Benjamin Button ne porte que peu d’attention aux corps sains ; sur sa fin, les exploits amoureux du héros devenu flamboyant teenager sont expédiés en quelques ellipses, et son «enfance» se fait dans une pension au milieu d’autres vieillards, havre de paix vers lequel il retourne pour mieux constater que l’on n'en ressort que d’une seule manière : les pieds devant. La mort est omniprésente dans le film, non pas pour exalter la vie ou conjurer la fatalité, mais comme mélodie d’une esthétique des traces tangibles déposées par le temps sur la chair. La peau est une histoire, et cette histoire est affaire d’images : un marin exprime sa nature d’artiste frustré en se tatouant le corps, finalement percé par les balles d’un navire de guerre ; un vieil homme évoque les sept fois où il fut frappé par la foudre en autant de courts films muets ; la femme magnifique qui séduisait Benjamin en Russie réapparaît dans des actualités télévisées, sexagénaire en maillot de bain défiant ses limites en traversant la Manche à la nage, comme un pied de nez à son prestige fané ; sans oublier la dernière nuit d’amour entre Benjamin et Daisy où, en se rhabillant, elle dévoile ses formes devenues disgracieuses, à l’étroit dans ses sous-vêtements. Le duel que Fincher orchestre entre la beauté de ses cadres et cette «mort au travail» (c’est ainsi que Cocteau définissait le cinéma) est bien le sujet caché et passionnant du film. Mais c’est un duel surface contre surface, comme si elle seule était capable d’exprimer une profondeur.

Disparition

Dans Zodiac, David Fincher utilisait la technologie la plus contemporaine pour recréer le cinéma des années 70. Ici, ce sont les années 60 qui forment son point de fuite esthétique, les films de David Lean notamment.
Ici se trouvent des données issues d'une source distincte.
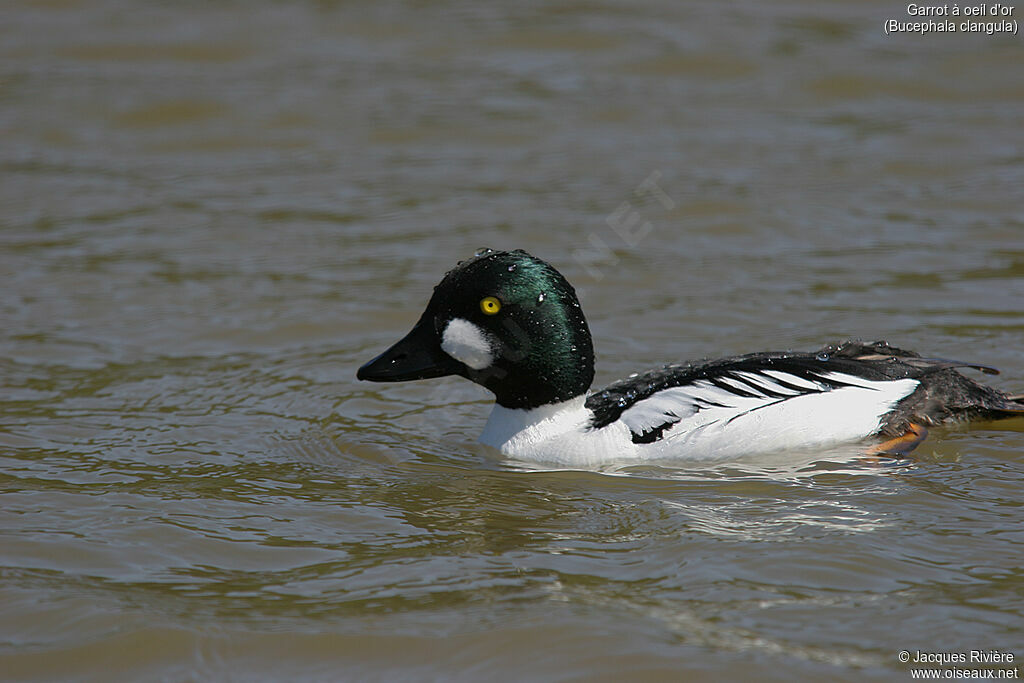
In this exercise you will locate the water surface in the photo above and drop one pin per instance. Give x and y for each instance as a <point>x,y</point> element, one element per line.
<point>211,215</point>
Mais Benjamin Button, comme Zodiac, contourne cette nostalgie en y introduisant des personnages malades venus du cinéma contemporain : au journaliste rongé par l’alcool, tueur sans visage et dessinateur insensible au passage des années du film précédent succède ce couple composé d’une danseuse mutilée et d’un homme au corps désynchronisé (deux grands acteurs, signalons-le ici : Brad Pitt et Cate Blanchett). Ce virage classique désormais entériné, le cinéaste apparaît non pas comme le révolutionnaire que Seven et Fight club laissaient présager, mais plutôt comme un manieur de paradoxes féconds. L’académisme qui alourdit Benjamin Button et provoque à la vision un certain ennui est repoussé après la projection par cette gangrène mélancolique, quête métaphysique et esthétique dans le même mouvement : qu’est-ce qui survit dans cet inéluctable processus de dégradation ? Les êtres ou leur représentation ? La trop grande santé du film ne dissimule pas ce virus implacable qui le ronge : que l’on revienne à l’origine ou que l’on aille vers le néant, tout doit disparaître.